Es war Kerrys letzte grosse Rede zum Nahostkonflikt, bevor der Demokrat wie die gesamte Obama-Regierung am 20. Januar 2017 aus dem Amt scheidet. Kerry verteidigte am Mittwoch in Washington auch die Enthaltung seiner Regierung im UNO-Sicherheitsrat zur israelischen Siedlungspolitik.
Man habe im Einklang mit Werten der USA gehandelt, sagte Kerry. Es sei ein Bemühen gewesen, an einer Zweistaatenlösung festzuhalten. Der UNO-Sicherheitsrat hatte am vergangenen Freitag erstmals seit 1979 eine Resolution gegen den israelischen Siedlungsbau verabschiedet.
Möglich wurde das durch die Entscheidung der USA, nicht von ihrem Vetorecht Gebrauch zu machen, sondern sich zu enthalten. Alle 14 übrigen Sicherheitsratsmitglieder stimmten für die Resolution, die den sofortigen Stopp israelischer Siedlungsaktivitäten im Westjordanland und in Ost-Jerusalem fordert.
Die USA wünschten sich eine Zukunft Israels als «jüdischer und demokratischer Staat, der in Frieden und Sicherheit Seite an Seite mit seinen Nachbarn lebt», sagte Kerry am Mittwoch. Derzeit sei die Zwei-Staaten-Lösung jedoch «ernsthaft gefährdet». Eine Beibehaltung des Status quo würde einer «dauerhaften Besatzung» gleichkommen, warnte der US-Aussenminister.
Die «Siedler-Agenda» gefährde auch Israels Zukunft. Es gebe eine «fundamentale Realität»: Wenn Israel eine Ein-Staaten-Lösung wolle, könne dieser Staat nur «entweder jüdisch oder demokratisch» sein, aber nicht beides zugleich, sagte Kerry.
Jerusalem solle «Hauptstadt zweier Staaten» in den Grenzen von der Zeit vor dem Sechs-Tage Krieg von 1967 sein, forderte der US-Aussenminister. Dabei könne ein Austausch von Land im gegenseitigen Einvernehmen hilfreich sein. Schliesslich müsse Israel als jüdischer Staat anerkannt werden.
Kerry wies auch die Vorwürfe Israels sowie von Barack Obamas baldigem Nachfolger Donald Trump zurück. US-Präsident Obama sei Israel während seiner zwei Amtszeiten «zutiefst» verpflichtet gewesen. Zu der Beziehung gehöre aber nicht, dass die USA jede Politik akzeptieren müssten. «Freunde müssen Freunde an unangenehme Wahrheiten erinnern», sagte Kerry.
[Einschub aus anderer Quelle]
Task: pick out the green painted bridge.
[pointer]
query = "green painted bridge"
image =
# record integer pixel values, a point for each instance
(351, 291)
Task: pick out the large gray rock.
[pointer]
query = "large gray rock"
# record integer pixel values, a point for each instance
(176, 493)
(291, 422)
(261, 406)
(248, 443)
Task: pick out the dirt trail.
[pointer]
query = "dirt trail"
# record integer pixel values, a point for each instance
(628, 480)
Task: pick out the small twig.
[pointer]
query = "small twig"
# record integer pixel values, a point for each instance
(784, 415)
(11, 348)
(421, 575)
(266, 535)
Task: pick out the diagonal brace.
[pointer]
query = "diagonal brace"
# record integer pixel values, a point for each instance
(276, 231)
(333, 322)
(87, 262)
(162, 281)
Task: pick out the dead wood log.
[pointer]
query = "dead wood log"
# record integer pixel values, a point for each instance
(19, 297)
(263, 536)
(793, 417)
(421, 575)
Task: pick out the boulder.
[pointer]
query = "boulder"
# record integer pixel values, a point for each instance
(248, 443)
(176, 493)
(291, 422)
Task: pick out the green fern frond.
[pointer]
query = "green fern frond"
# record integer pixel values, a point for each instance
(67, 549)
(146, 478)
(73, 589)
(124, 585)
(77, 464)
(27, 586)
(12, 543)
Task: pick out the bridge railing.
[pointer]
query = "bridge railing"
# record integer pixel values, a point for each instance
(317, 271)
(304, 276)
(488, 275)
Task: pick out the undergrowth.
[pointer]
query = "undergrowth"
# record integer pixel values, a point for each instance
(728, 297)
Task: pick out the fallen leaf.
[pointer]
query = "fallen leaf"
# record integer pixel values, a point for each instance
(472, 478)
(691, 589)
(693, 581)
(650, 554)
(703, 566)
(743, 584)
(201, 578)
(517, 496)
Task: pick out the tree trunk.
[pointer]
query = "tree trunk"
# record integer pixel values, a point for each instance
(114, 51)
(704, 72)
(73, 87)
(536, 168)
Israels Ministerpräsident Benjamin Netanjahu hatte vor der Rede Kerrys eine Abstimmung über hunderte neue Siedlerwohnungen im palästinensischen Ost-Jerusalem verschieben lassen. Netanjahu wolle die Spannungen mit den USA nicht weiter anheizen, sagte ein Vertreter des Planungsausschusses von Jerusalem.
Ursprünglich hatte der Jerusalemer Planungs- und Bauausschuss über insgesamt 492 Baugenehmigungen in den Siedlungen Ramat Schlomo und Ramot in Ost-Jerusalem beraten sollen. Laut der Nichtregierungsorganisation Ir Amim ging es sogar um 618 Wohneinheiten in drei Stadtteilen Ost-Jerusalems.
Bei einem anderen Siedlungsneubau in Ost-Jerusalem gab die Stadtverwaltung laut Aktivisten dagegen grünes Licht. Im palästinensischen Stadtteil Silwan soll nun ein vierstöckiges Siedler-Gebäude errichtet werden, wie Ir Amim mitteilte.
Derzeit leben rund 430'000 jüdische Siedler im besetzten Westjordanland und mehr als 200'000 im von Israel annektierten Ost-Jerusalem. Der israelische Siedlungsbau wird international als eines der grössten Hindernisse für eine dauerhafte Friedenslösung im Nahost-Konflikt angesehen.